Во всяком случае, какие бы ни были на то причины, Диотима и Арнгейм относились к Ульриху так, как двое дерущихся, которые, держась за третьего, от страха попеременно втискивают его в промежуток между собой, и такое положение не было для него безопасным, ибо из-за Диотимы при этом живо вставал вопрос: должны люди быть в согласии со своим телом или нет?
68
Отклонение в сторону: должны ли люди быть в согласии со своим телом?
Независимо от того, о чем говорили лица, во время долгой езды движение машины покачивало кузину с кузеном, отчего их одежды соприкасались, немного покрывали друг друга и разъединялись опять; заметно это было только по плечам, поскольку остальное было закутано общей полостью, но тела чувствовали эти смягченные одеждой прикосновения так же смутно, как видишь предметы в лунную ночь.

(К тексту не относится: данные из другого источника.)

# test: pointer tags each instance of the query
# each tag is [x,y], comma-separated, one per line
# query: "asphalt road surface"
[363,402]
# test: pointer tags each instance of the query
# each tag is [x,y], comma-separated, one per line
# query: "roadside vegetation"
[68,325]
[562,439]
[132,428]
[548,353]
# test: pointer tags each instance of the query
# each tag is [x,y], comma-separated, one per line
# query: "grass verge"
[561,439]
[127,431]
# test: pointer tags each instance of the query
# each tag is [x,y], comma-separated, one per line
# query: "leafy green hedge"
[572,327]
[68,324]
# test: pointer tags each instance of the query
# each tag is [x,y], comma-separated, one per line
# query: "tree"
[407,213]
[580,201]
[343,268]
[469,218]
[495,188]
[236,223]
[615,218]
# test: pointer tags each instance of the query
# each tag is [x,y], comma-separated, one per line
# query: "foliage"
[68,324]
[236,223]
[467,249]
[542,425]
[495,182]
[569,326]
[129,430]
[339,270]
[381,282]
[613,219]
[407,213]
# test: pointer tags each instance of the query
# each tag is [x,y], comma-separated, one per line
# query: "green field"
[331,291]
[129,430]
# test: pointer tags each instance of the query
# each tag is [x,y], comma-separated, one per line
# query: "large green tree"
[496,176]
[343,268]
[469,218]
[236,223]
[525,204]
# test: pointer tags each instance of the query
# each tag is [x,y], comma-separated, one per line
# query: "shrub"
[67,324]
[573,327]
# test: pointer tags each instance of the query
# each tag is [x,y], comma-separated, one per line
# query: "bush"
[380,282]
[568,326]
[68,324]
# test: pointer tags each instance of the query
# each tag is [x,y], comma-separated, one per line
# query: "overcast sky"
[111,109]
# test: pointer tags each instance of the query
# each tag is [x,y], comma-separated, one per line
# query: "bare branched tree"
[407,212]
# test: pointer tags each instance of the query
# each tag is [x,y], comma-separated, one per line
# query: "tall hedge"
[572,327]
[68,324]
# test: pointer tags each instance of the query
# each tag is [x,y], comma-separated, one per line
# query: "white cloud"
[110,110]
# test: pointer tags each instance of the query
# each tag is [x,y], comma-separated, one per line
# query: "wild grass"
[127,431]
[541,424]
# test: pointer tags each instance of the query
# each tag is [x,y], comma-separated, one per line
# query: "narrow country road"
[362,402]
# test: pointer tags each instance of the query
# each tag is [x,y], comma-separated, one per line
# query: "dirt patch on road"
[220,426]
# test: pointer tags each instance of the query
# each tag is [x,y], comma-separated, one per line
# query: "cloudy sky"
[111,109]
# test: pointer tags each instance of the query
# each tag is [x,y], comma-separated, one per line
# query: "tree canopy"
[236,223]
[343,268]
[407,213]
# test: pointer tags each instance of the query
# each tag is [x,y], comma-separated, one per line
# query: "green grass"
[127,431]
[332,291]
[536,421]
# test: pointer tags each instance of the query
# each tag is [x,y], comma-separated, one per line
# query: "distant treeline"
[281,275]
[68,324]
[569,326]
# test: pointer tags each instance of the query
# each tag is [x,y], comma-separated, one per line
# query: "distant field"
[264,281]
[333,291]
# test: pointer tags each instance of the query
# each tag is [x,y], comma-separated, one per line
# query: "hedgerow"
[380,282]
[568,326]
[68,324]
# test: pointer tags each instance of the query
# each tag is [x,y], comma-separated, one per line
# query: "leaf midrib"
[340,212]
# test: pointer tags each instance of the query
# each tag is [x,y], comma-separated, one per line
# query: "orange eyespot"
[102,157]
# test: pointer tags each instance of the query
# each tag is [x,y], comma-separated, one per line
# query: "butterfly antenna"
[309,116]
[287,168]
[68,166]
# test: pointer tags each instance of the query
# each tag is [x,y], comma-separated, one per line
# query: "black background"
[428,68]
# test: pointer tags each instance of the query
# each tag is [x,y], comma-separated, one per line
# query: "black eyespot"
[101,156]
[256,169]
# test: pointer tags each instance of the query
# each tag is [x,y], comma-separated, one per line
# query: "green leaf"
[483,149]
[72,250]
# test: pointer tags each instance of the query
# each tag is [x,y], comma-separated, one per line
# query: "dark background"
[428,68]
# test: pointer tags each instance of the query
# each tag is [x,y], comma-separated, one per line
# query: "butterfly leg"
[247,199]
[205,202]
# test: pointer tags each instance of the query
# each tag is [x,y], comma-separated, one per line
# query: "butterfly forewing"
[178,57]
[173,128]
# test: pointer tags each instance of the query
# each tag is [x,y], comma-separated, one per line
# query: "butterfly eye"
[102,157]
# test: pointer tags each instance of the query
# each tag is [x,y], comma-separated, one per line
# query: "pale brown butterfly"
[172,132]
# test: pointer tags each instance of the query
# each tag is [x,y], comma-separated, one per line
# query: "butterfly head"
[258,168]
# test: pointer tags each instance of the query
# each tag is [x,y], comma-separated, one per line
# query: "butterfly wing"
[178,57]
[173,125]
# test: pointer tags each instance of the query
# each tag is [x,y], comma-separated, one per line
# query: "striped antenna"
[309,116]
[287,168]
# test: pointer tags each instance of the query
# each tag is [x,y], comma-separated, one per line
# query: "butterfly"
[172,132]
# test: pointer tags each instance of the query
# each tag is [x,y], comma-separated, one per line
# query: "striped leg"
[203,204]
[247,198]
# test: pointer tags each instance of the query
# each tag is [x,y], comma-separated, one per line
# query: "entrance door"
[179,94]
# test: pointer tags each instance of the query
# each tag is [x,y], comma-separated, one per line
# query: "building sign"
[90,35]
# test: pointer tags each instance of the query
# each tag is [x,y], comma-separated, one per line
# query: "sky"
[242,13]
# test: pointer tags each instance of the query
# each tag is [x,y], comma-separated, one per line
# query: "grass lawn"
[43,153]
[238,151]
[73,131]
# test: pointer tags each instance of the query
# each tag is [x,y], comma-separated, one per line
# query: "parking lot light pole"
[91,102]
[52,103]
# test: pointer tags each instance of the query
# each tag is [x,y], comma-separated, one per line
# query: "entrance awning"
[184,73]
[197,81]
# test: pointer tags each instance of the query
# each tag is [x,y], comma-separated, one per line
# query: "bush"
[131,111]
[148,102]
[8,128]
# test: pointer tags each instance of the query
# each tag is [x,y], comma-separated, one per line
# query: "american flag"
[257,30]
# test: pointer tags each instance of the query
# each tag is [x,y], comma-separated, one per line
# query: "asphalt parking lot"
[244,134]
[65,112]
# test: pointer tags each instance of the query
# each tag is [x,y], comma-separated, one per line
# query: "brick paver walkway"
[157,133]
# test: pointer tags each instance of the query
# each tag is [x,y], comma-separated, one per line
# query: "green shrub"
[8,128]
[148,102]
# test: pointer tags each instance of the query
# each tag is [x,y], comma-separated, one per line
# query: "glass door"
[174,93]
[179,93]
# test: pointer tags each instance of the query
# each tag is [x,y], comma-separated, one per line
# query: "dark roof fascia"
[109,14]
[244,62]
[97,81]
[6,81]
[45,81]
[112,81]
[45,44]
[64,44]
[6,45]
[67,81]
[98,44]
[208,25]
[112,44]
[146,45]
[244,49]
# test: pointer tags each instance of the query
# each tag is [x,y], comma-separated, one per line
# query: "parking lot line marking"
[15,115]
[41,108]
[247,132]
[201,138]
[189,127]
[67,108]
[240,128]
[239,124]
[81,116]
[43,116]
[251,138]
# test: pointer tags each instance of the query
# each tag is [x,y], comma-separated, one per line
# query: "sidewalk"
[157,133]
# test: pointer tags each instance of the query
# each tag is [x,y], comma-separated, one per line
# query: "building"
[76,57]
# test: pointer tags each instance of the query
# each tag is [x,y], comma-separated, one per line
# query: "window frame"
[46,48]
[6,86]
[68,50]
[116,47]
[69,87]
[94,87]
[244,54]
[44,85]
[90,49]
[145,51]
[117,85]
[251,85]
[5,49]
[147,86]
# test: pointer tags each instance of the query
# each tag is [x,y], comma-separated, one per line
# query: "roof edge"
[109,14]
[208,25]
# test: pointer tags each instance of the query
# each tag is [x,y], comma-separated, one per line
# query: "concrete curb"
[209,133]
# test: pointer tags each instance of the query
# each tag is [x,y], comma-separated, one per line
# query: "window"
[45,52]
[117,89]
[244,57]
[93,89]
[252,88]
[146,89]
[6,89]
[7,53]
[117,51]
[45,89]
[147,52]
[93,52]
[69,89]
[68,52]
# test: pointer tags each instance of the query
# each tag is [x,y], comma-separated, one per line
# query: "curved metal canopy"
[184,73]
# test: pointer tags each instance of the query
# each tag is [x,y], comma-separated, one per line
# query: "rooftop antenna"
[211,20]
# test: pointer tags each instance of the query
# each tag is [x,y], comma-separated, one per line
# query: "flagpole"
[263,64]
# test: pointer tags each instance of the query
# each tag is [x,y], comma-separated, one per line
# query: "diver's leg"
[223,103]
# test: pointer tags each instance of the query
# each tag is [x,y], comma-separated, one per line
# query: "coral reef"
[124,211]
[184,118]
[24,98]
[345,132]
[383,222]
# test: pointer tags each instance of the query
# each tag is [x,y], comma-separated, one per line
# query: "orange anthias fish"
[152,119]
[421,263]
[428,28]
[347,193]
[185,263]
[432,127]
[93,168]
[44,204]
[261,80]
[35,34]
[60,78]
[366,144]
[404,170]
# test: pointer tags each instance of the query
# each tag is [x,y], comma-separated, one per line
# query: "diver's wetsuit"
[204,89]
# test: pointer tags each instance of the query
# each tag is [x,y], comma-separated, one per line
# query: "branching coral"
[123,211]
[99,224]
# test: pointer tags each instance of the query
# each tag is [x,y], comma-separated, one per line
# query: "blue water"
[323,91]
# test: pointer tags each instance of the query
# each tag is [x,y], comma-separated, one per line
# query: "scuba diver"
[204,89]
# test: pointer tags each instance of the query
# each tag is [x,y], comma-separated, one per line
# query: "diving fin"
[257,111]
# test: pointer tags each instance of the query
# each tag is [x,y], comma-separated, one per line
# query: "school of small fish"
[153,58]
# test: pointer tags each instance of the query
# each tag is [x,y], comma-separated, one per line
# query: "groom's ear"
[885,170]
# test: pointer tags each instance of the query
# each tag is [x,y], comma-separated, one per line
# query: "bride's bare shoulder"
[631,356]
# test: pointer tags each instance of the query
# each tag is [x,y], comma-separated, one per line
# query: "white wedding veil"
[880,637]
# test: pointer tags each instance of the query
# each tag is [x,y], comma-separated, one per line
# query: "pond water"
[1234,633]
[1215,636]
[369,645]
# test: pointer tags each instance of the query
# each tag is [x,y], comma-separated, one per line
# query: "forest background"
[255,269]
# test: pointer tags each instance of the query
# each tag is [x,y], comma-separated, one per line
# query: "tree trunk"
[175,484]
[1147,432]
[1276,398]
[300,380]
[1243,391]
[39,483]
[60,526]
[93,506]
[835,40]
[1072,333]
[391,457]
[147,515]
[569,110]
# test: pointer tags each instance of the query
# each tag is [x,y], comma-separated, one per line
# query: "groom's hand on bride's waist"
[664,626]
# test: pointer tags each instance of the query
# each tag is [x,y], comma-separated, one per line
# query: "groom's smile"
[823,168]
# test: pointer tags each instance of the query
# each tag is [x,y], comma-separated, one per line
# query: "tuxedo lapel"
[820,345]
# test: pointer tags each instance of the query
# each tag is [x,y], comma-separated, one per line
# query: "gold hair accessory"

Ульрих не был нечувствителен к этому изощрению любви, хотя относился к нему без особой серьезности. Сверхутонченный перенос желания с тела на одежду, с объятия на препятствия — словом, с цели на путь к ней, отвечал его натуре; чувственность этой натуры влекла ее к женщине, но высшие ее силы удерживали ее от чужого, не подходящего ей человека, которого она вдруг видела перед собой с неумолимой ясностью, отчего всегда и разрывалась между тяготением и отталкиванием. Но это значит, что высокая, человечная красота тела, миг, когда мелодия духа поднимается из инструмента природы, или тот другой миг, когда тело подобно чаше, наполненной мистическим зельем, оставались неведомы ему всю его жизнь, если не считать грез, обращенных когда-то к майорше и надолго избавивших его от таких склонностей.